Tales from the Bark Side column: Petunia the Pig's tale
Welcome back to the bark side of life here in Ottertail, where gray skies fill the horizon and the county road is frequented by potato trucks bustling towards their destination... and an occasional spud splattering on the pavement behind them as they go. A full moon hangs silently in the eastern sky and a rain soaked yard grows greener; the remnants of summer still hang in tatters on the trees that have yet to turn to their fall spectrum of glorious color.
The "Logic vs. Instinct" contest will officially be over the weekend of Oct. 18 -- the same weekend I will be at the Red Willow in the Washington Square Mall to sign copies of my book, Tales From The Bark Side. The contest winners will be announced at that time.
The Tribune is one of my sponsors and they are giving "Chamber Bucks" to the much deserving winners. The winners will be posted the following weekend here in my column.
You still have time to get a tale to me in time for the deadline. E-mail me at email@example.com or write to me at Keith Alan Ross, Richville MN 56576, or you may even phone me if you so choose, at 218-495-2195. If you are a procrastinator like yours truly, I understand, but time is running out. I promise to print all entries that I receive.
This summer, I was asked to make an appearance at the East Otter Tail County Fair by Jeanne Cannady, a board member of the Fergus Falls chapter of the Humane Society. East Otter Tail County needs a Humane Society shelter, and she is part of a grass roots movement to investigate the possibilities of establishing one. I feel that this is a very important issue for the folks in this area in that the only shelter for the necessities of the society is in Fergus Falls.
What exactly do they do? They find homes for abandoned pets and offer a place where displaced animals can be kept until their owners eventually find them. They also make sure that pets that are not slated for breeding are spayed or neutered in order to reduce a canine and feline population that is nearly out of control. If you want more information and want to get involved, you may call her at 218-495-3011.
Becker County's Humane Society is a beautifully run organization and the board members of that group should be proud. It is my vision that a shelter modeled after Becker County's be constructed. These organizations work because people like yourselves care and get involved in their communities.
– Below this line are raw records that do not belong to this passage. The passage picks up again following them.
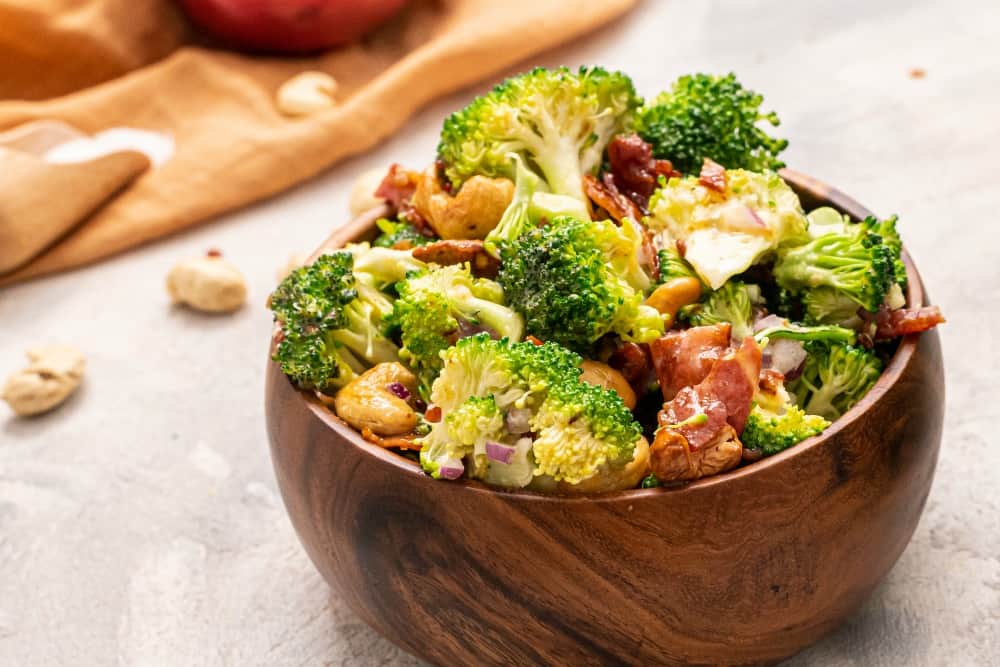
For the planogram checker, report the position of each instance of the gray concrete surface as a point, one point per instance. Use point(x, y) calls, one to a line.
point(140, 524)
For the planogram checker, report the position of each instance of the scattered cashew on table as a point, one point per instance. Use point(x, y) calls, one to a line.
point(53, 374)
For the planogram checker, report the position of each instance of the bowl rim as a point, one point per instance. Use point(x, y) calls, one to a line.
point(817, 189)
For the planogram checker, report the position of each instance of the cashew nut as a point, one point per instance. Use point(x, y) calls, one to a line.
point(671, 296)
point(306, 93)
point(367, 401)
point(604, 376)
point(363, 191)
point(208, 283)
point(627, 477)
point(470, 214)
point(54, 373)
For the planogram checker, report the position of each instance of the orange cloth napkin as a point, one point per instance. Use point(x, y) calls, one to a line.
point(136, 64)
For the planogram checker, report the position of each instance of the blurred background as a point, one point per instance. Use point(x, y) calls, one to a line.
point(140, 522)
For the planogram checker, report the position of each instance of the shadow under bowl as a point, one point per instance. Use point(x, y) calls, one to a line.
point(748, 567)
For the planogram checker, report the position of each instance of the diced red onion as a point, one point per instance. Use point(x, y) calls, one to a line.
point(783, 355)
point(517, 421)
point(795, 372)
point(497, 451)
point(398, 389)
point(451, 469)
point(768, 322)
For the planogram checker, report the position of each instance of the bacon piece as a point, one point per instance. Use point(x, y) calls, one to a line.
point(904, 321)
point(632, 361)
point(686, 447)
point(394, 442)
point(770, 381)
point(734, 379)
point(713, 176)
point(685, 358)
point(633, 170)
point(610, 199)
point(671, 459)
point(688, 404)
point(397, 189)
point(460, 251)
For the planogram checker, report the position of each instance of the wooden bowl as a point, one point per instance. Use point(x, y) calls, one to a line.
point(745, 568)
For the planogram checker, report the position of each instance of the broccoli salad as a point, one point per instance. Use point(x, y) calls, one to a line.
point(589, 292)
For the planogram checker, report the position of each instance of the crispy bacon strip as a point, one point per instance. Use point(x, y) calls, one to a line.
point(895, 323)
point(407, 441)
point(671, 459)
point(460, 251)
point(713, 175)
point(632, 361)
point(699, 426)
point(397, 189)
point(685, 358)
point(615, 203)
point(633, 170)
point(734, 379)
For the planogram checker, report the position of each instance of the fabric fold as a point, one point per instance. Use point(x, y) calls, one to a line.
point(233, 147)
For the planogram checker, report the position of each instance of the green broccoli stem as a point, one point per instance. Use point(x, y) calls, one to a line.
point(824, 333)
point(499, 318)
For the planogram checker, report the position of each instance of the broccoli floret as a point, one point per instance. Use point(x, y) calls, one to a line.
point(724, 234)
point(398, 231)
point(732, 303)
point(517, 216)
point(775, 423)
point(332, 323)
point(556, 120)
point(854, 261)
point(672, 265)
point(887, 230)
point(706, 116)
point(576, 281)
point(580, 429)
point(834, 378)
point(825, 305)
point(771, 433)
point(441, 304)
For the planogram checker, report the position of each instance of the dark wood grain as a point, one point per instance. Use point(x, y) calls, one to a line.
point(744, 568)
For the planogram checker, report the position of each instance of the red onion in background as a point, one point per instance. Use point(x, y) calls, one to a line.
point(289, 26)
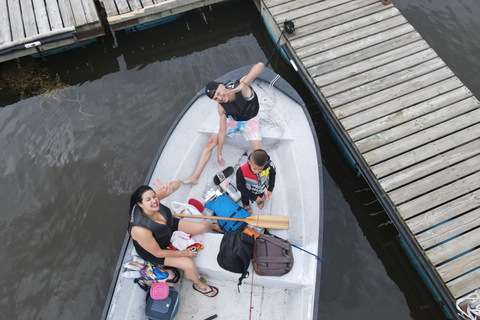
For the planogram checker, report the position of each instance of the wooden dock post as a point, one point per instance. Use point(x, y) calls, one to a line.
point(409, 123)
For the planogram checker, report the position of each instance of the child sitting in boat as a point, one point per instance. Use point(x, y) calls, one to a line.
point(151, 226)
point(256, 179)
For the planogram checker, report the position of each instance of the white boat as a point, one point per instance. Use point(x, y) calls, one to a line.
point(290, 139)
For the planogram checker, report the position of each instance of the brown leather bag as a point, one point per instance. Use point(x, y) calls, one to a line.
point(272, 256)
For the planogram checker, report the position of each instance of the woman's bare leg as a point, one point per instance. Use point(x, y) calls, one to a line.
point(194, 227)
point(191, 273)
point(202, 162)
point(162, 193)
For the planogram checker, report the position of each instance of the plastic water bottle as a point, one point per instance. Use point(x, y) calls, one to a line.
point(231, 190)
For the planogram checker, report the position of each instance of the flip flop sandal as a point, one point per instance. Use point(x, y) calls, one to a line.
point(219, 177)
point(208, 292)
point(261, 202)
point(176, 273)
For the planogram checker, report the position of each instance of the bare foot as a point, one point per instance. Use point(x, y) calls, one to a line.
point(209, 291)
point(217, 228)
point(261, 203)
point(190, 180)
I also conducted the Third Annual Smiling Pig Contest at this year's County Fair in East Otter Tail County that was held in Perham. Did I just hear you say 'Huh?'/ Yes, I did say "Smiling Pig" contest. Maybe I'll do a whole column on the origin of that contest and how it has evolved over the years. No, I haven't gone off my rocker... yet! I digress, though.
Betty Harlow, of Perham, was one of the volunteers I had the honor to sit with at the Humane Society booth. While I was signing books and listening to people's tales about their favorite pets, Betty told me about a pig named Petunia. (This must be the record for the longest segue in my columnist history).
Betty had a sow that had a real hard time with a litter of her piglets and only saved 1 out of 13 and that porker was named "Petunia." Well, the piglet grew into a great sow herself and was treated with lots of love and affection as she grew into adulthood. She bonded quite well with Betty and her husband Walter.
The day (or shall I say the midnight) of Petunia's litter came and she was very distressed with the onslaught of her impending labor. Petunia was quite upset and tried to communicate her fear to her human family. She went to the house and made her presence known; squealing incoherently in a way that let everybody know that it was her first litter.
Betty brought her back to the barn and placed her back in her stall and waited for the inevitable. Petunia waddled over (all 300 pounds of her) to Betty and placed her head in her lap and looked up at her with heartfelt, pathetic eyes. She delivered one piglet, then came back and repeated the same routine (head on lap) over and over again.
After a long night in the barn and 10 piglets later, Betty and her husband retired back to the sanctity of their home; very tired and extremely happy. Was it instinct that drove Petunia to her mistress's lap, or was it logic that appealed to her, knowing that she was safe in her mistress's company? Do you have a pig story to tell?
It doesn't matter which or what creatures we may be referring to, there seems to be something about the relationship between humans and animals that evokes a higher sense of perception that emanates from that bond. They are considered to be one of the smartest animals in the fragrant yard of a barn.